Serena Pinzauti1, Nathalie Conti1, Ilaria De Blasis2, Silvia Vannuccini1, Cinzia Orlandini1, Lorenzo Sabbioni1, Antonia Testa2 and Felice Petraglia1*
1Department Obstetrics and Gynecology, University of Siena, Siena, Italy
2Department of Obstetrics and Gynecology, Catholic University of the Sacred Heart, Rome, Italy
*Corresponding Author: Felice Petraglia, Obstetrics and Gynecology, Department of Molecular and Developmental Medicine, University of Siena, Policlinico Le Scotte, 53100 Siena, Italy, Tel: 39 0577 586602, Fax: 39 0577 233454 Email:

Abstract

Background: Nulliparity is a condition that has been associated with some oncological gynecological diseases. Since religious community is a realistic example of nulliparous women, the present study aims to evidence if nulliparity is a risk factor for developing menstrual disorders and benign gynecological diseases.

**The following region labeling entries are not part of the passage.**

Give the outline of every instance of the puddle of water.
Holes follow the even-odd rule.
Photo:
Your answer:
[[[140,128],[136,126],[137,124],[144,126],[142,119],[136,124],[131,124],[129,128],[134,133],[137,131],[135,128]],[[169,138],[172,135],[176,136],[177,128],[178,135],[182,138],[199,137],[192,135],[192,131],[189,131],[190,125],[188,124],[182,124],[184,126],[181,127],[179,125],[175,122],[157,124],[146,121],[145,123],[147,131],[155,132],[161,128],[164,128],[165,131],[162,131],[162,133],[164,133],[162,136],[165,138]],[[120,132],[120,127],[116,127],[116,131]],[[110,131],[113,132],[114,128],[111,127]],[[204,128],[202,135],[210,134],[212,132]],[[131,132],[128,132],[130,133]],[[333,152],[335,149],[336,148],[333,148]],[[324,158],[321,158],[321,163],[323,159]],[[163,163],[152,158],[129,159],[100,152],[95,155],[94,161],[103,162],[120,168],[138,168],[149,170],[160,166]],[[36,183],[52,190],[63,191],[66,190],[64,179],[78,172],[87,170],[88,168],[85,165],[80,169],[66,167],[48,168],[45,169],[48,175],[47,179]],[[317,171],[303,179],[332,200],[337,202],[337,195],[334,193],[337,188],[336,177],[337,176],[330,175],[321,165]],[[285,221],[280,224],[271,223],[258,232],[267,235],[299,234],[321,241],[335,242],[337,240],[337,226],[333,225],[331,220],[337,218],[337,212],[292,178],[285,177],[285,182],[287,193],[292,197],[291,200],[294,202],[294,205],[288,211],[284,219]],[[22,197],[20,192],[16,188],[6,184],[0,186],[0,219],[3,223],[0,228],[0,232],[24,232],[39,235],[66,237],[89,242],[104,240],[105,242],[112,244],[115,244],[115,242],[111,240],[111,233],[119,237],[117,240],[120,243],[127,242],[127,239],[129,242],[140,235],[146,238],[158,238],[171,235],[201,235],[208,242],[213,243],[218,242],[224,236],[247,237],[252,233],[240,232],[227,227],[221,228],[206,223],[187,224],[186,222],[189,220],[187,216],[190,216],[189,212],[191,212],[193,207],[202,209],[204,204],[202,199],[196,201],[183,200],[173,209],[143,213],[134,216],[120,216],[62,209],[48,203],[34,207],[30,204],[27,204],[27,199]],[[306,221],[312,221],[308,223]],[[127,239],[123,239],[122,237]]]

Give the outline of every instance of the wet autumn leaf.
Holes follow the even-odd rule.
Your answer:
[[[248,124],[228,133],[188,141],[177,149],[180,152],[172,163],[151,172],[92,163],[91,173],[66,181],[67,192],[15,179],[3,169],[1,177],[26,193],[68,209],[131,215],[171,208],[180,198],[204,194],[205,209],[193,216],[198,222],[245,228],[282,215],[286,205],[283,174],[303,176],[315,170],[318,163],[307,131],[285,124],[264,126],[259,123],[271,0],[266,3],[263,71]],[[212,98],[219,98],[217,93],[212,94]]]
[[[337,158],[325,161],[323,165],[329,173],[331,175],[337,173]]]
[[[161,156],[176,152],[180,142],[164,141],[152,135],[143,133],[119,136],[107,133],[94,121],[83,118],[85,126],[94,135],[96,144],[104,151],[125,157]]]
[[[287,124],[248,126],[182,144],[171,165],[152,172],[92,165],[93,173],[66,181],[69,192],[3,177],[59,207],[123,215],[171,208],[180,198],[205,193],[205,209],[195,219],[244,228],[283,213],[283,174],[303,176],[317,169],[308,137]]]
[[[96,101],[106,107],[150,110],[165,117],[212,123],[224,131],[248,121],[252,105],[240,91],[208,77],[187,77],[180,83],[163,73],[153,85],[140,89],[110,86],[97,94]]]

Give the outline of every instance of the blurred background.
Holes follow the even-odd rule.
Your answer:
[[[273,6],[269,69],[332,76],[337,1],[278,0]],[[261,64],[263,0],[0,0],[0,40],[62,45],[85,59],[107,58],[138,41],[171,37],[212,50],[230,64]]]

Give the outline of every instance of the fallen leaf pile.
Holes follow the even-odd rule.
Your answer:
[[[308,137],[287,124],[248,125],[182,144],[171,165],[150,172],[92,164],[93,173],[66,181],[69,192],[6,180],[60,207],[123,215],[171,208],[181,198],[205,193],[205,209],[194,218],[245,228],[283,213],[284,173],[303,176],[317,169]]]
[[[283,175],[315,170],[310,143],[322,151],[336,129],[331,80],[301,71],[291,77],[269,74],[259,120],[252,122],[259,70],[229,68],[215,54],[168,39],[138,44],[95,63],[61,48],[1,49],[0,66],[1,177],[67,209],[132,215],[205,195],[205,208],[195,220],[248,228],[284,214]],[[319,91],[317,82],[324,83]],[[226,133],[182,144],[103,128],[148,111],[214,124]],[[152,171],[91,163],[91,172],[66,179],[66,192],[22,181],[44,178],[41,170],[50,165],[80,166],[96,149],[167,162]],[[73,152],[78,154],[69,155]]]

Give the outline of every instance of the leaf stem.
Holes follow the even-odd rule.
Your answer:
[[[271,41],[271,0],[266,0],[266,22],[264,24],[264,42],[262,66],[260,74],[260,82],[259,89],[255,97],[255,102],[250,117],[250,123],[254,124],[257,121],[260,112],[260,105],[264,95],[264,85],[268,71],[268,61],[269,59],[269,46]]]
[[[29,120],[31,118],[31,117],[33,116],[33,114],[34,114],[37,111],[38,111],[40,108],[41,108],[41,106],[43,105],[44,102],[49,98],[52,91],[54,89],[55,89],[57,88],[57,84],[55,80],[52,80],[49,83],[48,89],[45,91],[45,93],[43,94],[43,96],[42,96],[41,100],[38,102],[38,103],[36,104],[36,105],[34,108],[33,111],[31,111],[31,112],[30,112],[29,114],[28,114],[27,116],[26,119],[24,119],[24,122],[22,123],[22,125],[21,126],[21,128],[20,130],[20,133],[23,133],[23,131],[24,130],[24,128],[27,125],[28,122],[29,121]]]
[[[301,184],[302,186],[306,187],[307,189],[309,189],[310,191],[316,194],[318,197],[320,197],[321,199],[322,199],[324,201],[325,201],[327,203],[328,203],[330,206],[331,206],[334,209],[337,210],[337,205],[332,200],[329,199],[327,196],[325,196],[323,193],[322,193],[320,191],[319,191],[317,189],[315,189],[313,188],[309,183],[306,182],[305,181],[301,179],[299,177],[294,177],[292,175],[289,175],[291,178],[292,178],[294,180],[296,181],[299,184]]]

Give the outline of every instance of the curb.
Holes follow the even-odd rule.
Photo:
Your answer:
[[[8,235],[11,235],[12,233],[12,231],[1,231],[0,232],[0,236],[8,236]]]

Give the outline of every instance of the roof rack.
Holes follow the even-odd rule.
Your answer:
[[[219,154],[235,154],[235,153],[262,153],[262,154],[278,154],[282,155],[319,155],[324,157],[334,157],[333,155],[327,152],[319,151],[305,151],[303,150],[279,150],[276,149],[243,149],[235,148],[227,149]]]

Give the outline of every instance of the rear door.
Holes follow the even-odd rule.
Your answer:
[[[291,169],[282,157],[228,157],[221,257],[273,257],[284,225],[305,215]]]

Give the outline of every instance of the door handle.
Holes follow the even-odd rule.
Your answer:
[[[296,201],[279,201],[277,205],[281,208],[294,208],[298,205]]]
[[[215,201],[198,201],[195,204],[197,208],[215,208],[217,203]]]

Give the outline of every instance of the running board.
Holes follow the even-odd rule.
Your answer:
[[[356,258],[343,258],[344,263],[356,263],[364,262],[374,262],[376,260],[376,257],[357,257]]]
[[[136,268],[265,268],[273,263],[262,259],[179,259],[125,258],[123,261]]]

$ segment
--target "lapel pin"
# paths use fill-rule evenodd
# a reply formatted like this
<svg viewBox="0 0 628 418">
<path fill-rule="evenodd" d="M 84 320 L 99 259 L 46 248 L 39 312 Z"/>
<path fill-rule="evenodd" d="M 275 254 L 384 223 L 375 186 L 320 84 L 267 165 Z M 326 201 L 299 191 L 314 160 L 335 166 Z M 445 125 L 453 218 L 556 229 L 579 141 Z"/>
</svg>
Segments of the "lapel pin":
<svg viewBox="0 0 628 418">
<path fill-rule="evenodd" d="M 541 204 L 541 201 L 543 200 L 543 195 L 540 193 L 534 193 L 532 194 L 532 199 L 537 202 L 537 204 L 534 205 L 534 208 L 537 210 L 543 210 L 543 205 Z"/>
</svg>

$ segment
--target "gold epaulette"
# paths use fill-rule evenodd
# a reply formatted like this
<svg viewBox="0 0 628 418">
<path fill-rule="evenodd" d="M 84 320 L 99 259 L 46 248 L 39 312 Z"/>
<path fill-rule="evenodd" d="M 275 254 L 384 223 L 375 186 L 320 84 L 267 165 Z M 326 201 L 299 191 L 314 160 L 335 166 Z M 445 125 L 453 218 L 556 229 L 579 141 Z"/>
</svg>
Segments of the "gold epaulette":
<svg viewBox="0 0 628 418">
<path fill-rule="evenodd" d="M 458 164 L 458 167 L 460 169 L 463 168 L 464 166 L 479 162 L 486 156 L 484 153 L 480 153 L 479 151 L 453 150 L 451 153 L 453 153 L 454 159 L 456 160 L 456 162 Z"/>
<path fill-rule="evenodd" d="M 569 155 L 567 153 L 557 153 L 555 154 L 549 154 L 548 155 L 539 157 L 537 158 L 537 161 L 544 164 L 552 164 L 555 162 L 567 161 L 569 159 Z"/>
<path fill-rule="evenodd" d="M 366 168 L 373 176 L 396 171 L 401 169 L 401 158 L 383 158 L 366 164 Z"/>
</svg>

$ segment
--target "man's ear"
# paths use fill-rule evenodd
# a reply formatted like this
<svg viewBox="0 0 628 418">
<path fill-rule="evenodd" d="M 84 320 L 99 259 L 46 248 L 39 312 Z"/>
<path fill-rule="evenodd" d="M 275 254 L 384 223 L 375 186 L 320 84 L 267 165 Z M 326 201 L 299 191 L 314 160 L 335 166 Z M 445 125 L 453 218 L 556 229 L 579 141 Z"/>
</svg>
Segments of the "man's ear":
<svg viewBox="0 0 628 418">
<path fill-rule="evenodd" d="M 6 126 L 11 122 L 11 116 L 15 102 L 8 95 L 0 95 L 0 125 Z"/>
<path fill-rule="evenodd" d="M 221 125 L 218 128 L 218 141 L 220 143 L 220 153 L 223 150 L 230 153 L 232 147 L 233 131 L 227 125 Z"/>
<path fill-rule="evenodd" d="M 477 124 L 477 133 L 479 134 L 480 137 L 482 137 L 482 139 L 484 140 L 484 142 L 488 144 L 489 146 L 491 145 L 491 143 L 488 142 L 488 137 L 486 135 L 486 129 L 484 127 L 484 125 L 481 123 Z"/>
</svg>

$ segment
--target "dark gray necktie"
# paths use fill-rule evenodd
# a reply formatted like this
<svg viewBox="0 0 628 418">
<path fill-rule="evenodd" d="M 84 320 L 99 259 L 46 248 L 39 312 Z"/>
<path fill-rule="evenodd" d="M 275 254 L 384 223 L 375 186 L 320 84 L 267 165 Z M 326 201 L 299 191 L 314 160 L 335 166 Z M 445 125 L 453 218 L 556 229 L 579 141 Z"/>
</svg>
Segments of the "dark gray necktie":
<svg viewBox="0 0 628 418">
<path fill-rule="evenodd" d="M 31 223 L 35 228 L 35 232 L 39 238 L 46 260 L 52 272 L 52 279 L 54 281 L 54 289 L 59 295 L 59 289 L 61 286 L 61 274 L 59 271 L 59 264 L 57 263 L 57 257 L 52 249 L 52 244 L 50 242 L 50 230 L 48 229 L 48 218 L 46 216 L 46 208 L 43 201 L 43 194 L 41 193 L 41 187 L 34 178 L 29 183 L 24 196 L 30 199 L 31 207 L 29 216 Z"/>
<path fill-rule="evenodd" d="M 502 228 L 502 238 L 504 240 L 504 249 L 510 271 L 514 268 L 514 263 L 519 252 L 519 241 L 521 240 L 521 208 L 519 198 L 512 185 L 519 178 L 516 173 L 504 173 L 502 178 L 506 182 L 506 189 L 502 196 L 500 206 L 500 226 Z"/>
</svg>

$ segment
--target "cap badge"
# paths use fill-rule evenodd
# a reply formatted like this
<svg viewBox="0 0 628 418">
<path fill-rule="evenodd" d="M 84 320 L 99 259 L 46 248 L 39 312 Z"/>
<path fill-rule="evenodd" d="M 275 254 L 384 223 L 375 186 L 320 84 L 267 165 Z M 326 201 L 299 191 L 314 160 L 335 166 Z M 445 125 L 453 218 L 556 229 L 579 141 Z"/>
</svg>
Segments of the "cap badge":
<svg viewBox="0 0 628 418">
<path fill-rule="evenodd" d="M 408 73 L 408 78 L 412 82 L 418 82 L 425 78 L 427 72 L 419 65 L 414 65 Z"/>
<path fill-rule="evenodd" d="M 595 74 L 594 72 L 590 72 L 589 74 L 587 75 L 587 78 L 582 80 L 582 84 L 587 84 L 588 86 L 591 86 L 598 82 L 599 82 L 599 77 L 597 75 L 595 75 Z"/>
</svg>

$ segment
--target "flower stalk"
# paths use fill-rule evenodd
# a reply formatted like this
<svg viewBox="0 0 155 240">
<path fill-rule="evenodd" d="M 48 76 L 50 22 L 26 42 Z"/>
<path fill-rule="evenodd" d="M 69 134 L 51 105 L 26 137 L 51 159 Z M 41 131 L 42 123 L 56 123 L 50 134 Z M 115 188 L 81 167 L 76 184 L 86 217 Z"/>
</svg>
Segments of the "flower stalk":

Materials and Methods: The present observational retrospective study enrolled 442 women divided in Group A (n=216; Catholic nuns) and Group B (n=226; parous women). All eligible women filled in standardized questionnaires, to obtain data on physiological and pathological aspects of menstrual cycle and related gynecological data. Statistical analysis was performed using univariate statistical analyses, Mann-Whitney U test or Fisher exact test. P<0.05 was considered statistically significant.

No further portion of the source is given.